Paseando
frente al monumento a la victoria del
hombre sobre la mar en la desembocadura de La Ría observo a la Voluntad
humana frente a un Poseidón cautivo y casi derrotado, aunque nunca del todo; pero al fin y a la postre en
su estertor ante la victoria del hombre sobre los peligros de sus arbitrios
frente a los navíos en su entrada al
corazón de la Ría, tras millas de brega
sobre la vida o la muerte.
Siempre
que me cruzo con esa estampa, con el
Puente Colgante a mi estela, acabo pensando sobre mil y un motivos por los que
mantenemos nuestra tensión y nuestra
fuerza en un objetivo, contra una razón. Siempre existe esa losa por la que
empujar en el combate por mantener su posición o derribarla, siempre existe alguna razón por la que aguantar el
peso de esa losa, por la que bregar y resistir para que no la tiren o se
precipite a un vacío.
Estamos
convencidos en la conformidad sobre la actuación, de que “es lo que se debe de
cumplir”, por el bien de algo, para evitar la ruina de algo, para ganar la posición
en cierta situación donde mantenemos en nuestro creer que lo contrario resultaría en naufragio vital
sobre lo presente. Y pasamos la vida, el tiempo, los momentos, en su objetivo;
tensos los músculos del sentimiento,
cargadas las espaldas de esfuerzo, la
mente ahíta de excitación por el miedo a que nos venza y aborden en nuestra
mirada otros derroteros, por distintos, temidos.

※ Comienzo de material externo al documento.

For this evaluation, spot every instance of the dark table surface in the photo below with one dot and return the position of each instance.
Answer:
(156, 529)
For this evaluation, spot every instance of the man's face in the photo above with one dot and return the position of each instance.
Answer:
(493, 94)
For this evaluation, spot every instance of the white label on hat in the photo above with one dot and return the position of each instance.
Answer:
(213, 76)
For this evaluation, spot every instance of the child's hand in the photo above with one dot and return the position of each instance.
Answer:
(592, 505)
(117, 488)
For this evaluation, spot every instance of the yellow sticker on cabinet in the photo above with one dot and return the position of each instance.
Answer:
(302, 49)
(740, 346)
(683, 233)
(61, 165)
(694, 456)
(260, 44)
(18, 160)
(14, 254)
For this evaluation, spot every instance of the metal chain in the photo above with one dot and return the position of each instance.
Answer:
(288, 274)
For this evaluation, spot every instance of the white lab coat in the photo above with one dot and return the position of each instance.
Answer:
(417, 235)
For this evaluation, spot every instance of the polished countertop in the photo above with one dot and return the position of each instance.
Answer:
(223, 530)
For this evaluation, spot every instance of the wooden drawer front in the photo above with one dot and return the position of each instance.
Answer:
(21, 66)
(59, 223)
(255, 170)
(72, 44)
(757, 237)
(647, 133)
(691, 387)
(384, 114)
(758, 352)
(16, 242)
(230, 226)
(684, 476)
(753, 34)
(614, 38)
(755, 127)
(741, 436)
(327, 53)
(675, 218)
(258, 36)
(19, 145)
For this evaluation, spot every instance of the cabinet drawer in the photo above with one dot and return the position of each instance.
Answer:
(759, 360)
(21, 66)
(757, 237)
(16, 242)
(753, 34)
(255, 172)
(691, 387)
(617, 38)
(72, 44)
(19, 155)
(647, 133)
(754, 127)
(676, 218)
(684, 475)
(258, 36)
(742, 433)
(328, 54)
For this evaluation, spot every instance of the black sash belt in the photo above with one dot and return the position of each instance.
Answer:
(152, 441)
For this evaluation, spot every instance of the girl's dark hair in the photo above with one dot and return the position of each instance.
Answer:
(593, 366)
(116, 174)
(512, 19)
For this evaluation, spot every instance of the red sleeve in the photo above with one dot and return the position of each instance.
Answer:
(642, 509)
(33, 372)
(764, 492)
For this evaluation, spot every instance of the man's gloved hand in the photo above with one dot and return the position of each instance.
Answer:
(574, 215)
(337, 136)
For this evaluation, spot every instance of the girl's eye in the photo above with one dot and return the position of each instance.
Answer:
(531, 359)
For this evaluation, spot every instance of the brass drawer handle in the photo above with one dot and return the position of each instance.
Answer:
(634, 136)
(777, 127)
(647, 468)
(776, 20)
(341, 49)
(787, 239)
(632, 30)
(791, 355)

De pronto ese hueco producido por la falta de
combate contra algo o de resistencia sobre algo deja de existir y es como si toda
la musculatura anímica, mental, física se desinflase cual neumático tras un
pinchazo. Al principio es tu estructura,
mental y física la que te pide en
silentes gritos desde tu interior que encuentre el punto de apoyo de tus miedos
para seguir empujando o evitando que te empujen. Tu ser no acepta ese cambio, necesita
seguir sufriendo de forma correcta. La vida
ha sido inoculada en tu fuero interior como una resistencia a cualquier cambio
sobre lo establecido desde el principio. Así, de forma mecánica, ansiosa y
ardiente buscas lo que has perdido por el camino para seguir empujando o conteniendo
el mismo saco de errores y sufrimientos que ya son parte de tu ser y no demandan
reformas o cambios siempre desconocidos.

Si por
algo ajeno a tu existencia, a tu intención primaria, ese muro despareciere, esa
caldera hirviente se apagase, tu
ser comenzaría a buscar otro muro, otra
caldera a la que palear carbón para seguir en la misma dinámica. La ansiedad,
el terror a la situación nueva donde el vacío por su negación te llevaría a
insospechadas situaciones de depresión, de sufrimiento por haber dejado de
ser un esclavo propio de lo enseñado, no
por bueno, sino por trasmitido en la
costumbre bendecida por el tiempo.
Como
el hombre en el monumento a Churruca, eso pretende este mundo que sea nuestra vida:
empujar o resistir sin pensar en cambiar, por la búsqueda del sustento, por la búsqueda
vital del por qué de nuestros actos, por la búsqueda de la compañía y su
reparto de funciones vitales, de los juegos de poder, personales, políticos,
laborales, etc.
Si por
un momento somos conscientes de ello es posible que en muchos casos empujemos
porque sea imposible de otro modo, pero si somos conscientes ya seremos
parcialmente libres, si en lo personal al dejar una losa, al clausurar una
caldera no tratamos de encontrar otra o de reparar la existente quizá descubramos
que no hace falta la tensión en nuestras
vidas, ni el seguir la vida tal y como estaba marcada desde nuestra infancia. Seguramente
la paz entrará por la escala real a nuestro navío vital, seremos leales ante
nuestros semejantes, les daremos lo que nunca creímos que podríamos dar y nos
llegará lo que nunca creímos que podríamos alcanzar mediante el empuje y la resistencia
sobre un muro… y el combate o la resistencia tendrá otro sentido, más seguro,
fuerte con el alma y el corazón a la par de nuestro pensamiento.
Pero
sobre todo, y por encima de todo, nos sentiremos libres en nuestro interior y
eso se sentirá en nuestro exterior de forma natural y sin temor.